British Parasnowsport is the latest UK Sport funded National Governing Body (NGB) to become embroiled in controversy surrounding athlete welfare following inquiries into duty of care standards in British Para Swimming, British Cycling, British Gymnastics and GB Taekwondo, among others, in the last year.
Cava suffered from clubfoot since infancy and opted to have her right foot removed after a series of operations to improve her condition failed.
The 26-year-old believes sport was a "real driver" for her to "carry on life" after the amputation and hoped snowboarding would lead to a Paralympic career.
However, Cava - who has successfully trained and competed with the British Para-triathlon team during the summer months in recent years - struggled in the British Parasnowsport setup almost immediately after joining in 2015.
"It was very male-dominated and being an only girl it was a lonely place, it was hard from the word go," said Cava.
Her mental health continued to deteriorate before she and her family took the decision to undergo psychiatric treatment in February 2017.
At this time Cava also learnt that her UK Sport support was to end two months later.
"Afterwards I really felt like I'd been discriminated against because it was a mental health problem rather than a physical problem," says Cava.
The British Athletes Commission (BAC) helped secure full reinstatement in September, while UK Sport also backdated payments to the beginning of June.
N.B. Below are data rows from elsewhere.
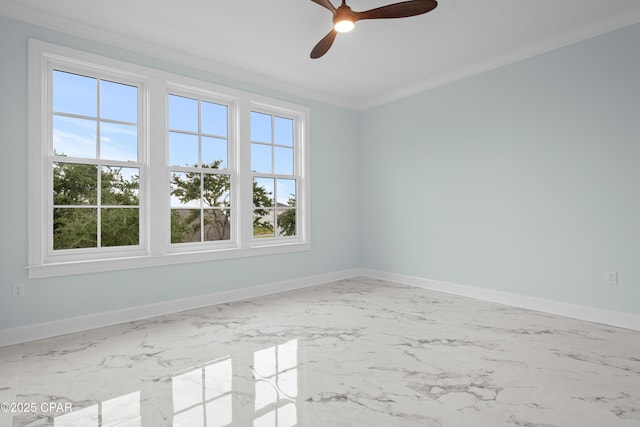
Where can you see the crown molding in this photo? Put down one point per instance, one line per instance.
(14, 10)
(564, 39)
(71, 27)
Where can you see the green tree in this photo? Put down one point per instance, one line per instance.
(214, 191)
(287, 219)
(75, 215)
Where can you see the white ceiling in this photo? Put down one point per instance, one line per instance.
(268, 41)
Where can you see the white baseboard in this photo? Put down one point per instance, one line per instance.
(575, 311)
(82, 323)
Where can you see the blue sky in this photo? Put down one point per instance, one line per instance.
(194, 139)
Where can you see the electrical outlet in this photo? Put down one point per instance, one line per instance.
(17, 290)
(610, 277)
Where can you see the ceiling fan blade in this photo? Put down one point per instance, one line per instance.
(323, 45)
(327, 4)
(399, 10)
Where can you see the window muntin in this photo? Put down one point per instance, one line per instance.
(200, 183)
(273, 166)
(121, 157)
(95, 173)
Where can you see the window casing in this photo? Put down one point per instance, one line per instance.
(134, 167)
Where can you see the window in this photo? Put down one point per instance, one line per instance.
(95, 168)
(274, 178)
(134, 167)
(200, 175)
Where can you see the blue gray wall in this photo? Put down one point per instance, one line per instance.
(334, 206)
(524, 179)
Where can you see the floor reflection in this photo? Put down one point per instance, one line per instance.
(276, 387)
(203, 396)
(122, 411)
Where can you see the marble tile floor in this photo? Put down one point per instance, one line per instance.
(357, 352)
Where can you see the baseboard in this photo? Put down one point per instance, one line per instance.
(82, 323)
(575, 311)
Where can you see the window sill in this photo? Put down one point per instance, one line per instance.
(112, 264)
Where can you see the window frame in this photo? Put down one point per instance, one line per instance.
(155, 248)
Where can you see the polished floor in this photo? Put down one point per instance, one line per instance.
(356, 352)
Cava achieved the initial qualification criteria for a British athlete hoping to compete at the 2018 Winter Paralympics by claiming a World Cup silver medal in New Zealand in September last year.
However, she was not named amongst the first batch of athletes selected for the Paralympics GB squad following discussions between several concerned parties about how to best support her needs at the Games.
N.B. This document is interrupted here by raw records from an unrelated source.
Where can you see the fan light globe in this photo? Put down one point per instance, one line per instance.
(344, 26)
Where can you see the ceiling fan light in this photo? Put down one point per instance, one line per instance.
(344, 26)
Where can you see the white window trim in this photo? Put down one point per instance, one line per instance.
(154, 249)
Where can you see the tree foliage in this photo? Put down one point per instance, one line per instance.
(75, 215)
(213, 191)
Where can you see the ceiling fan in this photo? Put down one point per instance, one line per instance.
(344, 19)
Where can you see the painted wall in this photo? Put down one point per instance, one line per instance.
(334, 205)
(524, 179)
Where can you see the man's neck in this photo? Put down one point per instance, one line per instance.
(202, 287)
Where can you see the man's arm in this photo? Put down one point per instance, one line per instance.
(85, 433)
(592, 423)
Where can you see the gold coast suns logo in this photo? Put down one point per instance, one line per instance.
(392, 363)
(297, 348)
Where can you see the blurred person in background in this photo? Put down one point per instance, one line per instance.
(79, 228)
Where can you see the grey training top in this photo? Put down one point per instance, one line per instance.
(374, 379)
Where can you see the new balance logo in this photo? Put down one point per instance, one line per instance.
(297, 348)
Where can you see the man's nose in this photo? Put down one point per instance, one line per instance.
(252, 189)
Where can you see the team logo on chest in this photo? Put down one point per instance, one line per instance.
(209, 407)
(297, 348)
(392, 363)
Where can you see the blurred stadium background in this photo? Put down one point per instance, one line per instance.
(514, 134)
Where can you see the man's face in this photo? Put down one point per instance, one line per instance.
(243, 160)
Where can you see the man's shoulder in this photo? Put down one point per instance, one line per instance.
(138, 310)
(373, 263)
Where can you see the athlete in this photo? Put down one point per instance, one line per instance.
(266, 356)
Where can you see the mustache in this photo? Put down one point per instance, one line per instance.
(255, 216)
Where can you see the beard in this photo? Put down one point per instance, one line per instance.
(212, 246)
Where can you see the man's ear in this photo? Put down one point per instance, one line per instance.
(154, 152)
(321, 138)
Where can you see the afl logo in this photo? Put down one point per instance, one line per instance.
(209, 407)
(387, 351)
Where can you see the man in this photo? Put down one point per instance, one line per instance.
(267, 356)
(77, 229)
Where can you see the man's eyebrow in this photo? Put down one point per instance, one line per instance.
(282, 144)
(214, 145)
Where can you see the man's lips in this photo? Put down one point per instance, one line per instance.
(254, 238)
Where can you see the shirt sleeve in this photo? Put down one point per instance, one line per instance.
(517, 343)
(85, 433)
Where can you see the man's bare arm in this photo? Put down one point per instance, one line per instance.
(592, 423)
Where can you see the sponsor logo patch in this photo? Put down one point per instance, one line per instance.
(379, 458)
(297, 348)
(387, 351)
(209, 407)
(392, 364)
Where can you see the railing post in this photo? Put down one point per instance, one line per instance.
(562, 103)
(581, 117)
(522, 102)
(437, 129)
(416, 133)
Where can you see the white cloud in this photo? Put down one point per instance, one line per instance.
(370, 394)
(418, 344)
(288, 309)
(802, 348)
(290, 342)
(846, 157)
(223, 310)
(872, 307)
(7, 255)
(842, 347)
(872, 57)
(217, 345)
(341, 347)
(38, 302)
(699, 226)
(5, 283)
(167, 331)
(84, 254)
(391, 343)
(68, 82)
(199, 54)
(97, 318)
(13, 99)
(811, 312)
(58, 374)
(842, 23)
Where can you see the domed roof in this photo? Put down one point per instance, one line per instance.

Although the final ParalympicsGB Winter Games athlete line-up selections are due to be made in the coming weeks, the snowboarder has now removed herself from contention - describing the decision as an "enormous relief".
UK Sport responded by stating that "British Parasnowsport, UK Sport, the British Athletes' Commission and the British Paralympic Association were working together to support Cassie's ambition to compete at the Paralympic Games.
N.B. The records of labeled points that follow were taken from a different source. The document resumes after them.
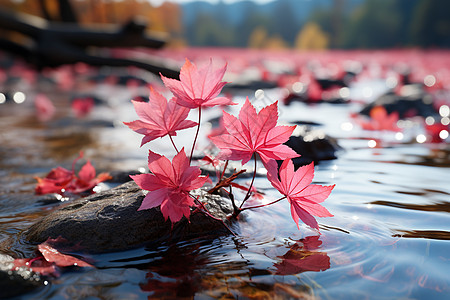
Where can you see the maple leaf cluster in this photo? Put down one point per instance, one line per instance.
(62, 181)
(49, 260)
(252, 135)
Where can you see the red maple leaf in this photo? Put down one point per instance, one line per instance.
(86, 179)
(170, 184)
(61, 260)
(61, 180)
(49, 260)
(82, 106)
(303, 196)
(198, 87)
(159, 118)
(254, 133)
(55, 181)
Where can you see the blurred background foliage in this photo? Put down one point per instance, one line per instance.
(299, 24)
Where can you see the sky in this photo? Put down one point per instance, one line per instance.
(158, 2)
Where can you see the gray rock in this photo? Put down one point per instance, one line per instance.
(109, 221)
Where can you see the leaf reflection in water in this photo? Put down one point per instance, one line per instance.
(302, 257)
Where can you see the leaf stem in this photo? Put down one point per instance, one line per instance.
(196, 134)
(224, 169)
(206, 212)
(251, 183)
(173, 143)
(262, 205)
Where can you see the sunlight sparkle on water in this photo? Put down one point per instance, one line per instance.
(429, 80)
(259, 94)
(298, 87)
(344, 92)
(19, 97)
(421, 138)
(429, 120)
(367, 92)
(444, 111)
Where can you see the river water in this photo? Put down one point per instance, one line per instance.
(388, 239)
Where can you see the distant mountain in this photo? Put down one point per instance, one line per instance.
(234, 13)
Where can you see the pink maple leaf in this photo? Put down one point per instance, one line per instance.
(49, 260)
(170, 184)
(82, 106)
(61, 180)
(61, 260)
(303, 196)
(254, 133)
(44, 107)
(159, 118)
(87, 179)
(198, 87)
(55, 181)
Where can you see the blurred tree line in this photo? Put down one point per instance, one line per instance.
(165, 18)
(368, 24)
(332, 24)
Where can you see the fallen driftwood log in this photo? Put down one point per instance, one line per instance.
(55, 43)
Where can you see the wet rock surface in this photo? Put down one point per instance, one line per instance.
(312, 144)
(413, 102)
(109, 221)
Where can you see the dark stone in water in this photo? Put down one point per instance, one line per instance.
(413, 102)
(109, 221)
(16, 282)
(312, 144)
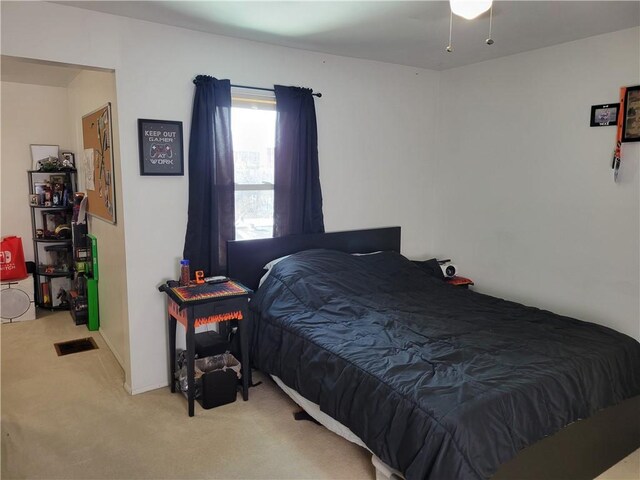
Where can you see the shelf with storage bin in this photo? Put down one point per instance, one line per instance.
(51, 200)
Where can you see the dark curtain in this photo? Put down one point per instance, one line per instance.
(211, 214)
(297, 196)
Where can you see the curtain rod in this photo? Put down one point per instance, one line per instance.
(269, 89)
(264, 89)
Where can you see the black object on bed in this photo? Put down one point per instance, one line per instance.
(439, 382)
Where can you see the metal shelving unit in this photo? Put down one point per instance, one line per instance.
(51, 197)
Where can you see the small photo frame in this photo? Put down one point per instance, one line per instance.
(68, 160)
(631, 118)
(60, 179)
(42, 152)
(604, 115)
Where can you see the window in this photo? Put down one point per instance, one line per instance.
(253, 127)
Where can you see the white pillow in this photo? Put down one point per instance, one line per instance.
(274, 262)
(269, 266)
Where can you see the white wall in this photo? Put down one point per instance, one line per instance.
(526, 203)
(30, 114)
(89, 91)
(375, 129)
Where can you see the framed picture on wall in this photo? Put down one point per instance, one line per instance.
(631, 119)
(160, 143)
(604, 115)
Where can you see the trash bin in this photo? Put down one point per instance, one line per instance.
(216, 379)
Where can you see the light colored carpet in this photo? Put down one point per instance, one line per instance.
(69, 417)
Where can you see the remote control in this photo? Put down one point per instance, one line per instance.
(217, 279)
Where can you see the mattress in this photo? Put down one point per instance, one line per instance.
(438, 382)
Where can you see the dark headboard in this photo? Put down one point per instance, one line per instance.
(247, 258)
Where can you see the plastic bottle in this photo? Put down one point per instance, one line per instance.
(185, 275)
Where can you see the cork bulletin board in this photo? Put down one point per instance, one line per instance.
(98, 163)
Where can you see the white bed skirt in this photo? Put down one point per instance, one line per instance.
(383, 471)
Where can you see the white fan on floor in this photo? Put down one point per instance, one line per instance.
(16, 301)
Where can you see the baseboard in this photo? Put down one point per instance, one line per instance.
(113, 350)
(146, 388)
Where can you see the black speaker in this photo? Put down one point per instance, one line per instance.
(218, 388)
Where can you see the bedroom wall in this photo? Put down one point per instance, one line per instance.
(30, 114)
(89, 91)
(536, 216)
(375, 122)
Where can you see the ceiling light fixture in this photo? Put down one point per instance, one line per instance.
(469, 9)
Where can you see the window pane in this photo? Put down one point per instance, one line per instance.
(254, 214)
(253, 144)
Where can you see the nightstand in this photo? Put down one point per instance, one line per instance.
(198, 305)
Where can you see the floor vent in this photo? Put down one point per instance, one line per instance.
(75, 346)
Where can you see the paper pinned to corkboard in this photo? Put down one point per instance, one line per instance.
(100, 180)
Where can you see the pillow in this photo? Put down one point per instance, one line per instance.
(268, 268)
(431, 266)
(274, 262)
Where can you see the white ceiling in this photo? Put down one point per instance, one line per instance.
(413, 33)
(20, 70)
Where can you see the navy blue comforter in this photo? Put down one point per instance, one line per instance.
(439, 382)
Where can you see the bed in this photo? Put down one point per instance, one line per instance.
(438, 382)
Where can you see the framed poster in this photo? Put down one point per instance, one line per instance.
(631, 119)
(160, 143)
(98, 164)
(604, 115)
"Cassie was involved in developing a plan to support her through the selection process and to compete in PyeongChang."
UK Sport, who will continue to fund Cava until April, insist that all options remained open for the snowboarder until she removed herself from the British Parasnowsport programme at the beginning of the year.
"I think it's really important to speak out now because I think when I've been stuck in it, my voice hasn't been heard and I haven't been taken seriously by anybody involved. And how I've been treated has been incredibly unfair and I don't think any other athlete should be put in this position. I have really suffered in the system and I want things to change. It's not ok," said Cava.
"I hope that the kind of safeguarding and athlete welfare will be taken a lot more seriously and I think that's why I feel the need to speak up because it's really been neglected and it's dangerous."
In a joint statement, the British Paralympic Association [BPA], UK Sport and BPS said: "Any allegations will now be independently and thoroughly investigated, so we are unable to comment further."
Since cycling's independent review in June 2017, UK Sport claim to have attempted to address concerns around athlete welfare by introducing a number of measures, including the establishment of a Sport Integrity Function and development of a 'Culture Health Check' process.
The findings of the investigation are not expected to be revealed until after the 2018 Winter Paralympics have ended in late March.
The BBC understands that Cava is currently considering her own legal options.
Meanwhile, Cava is considering potential future career options in Para Triathlon, although her disability category is not currently one of those selected for the Tokyo 2020 Games.
Another option which could potentially be open to the athlete would be to switch to her father's nationality and compete in Para-snowboarding for Ireland in the years ahead.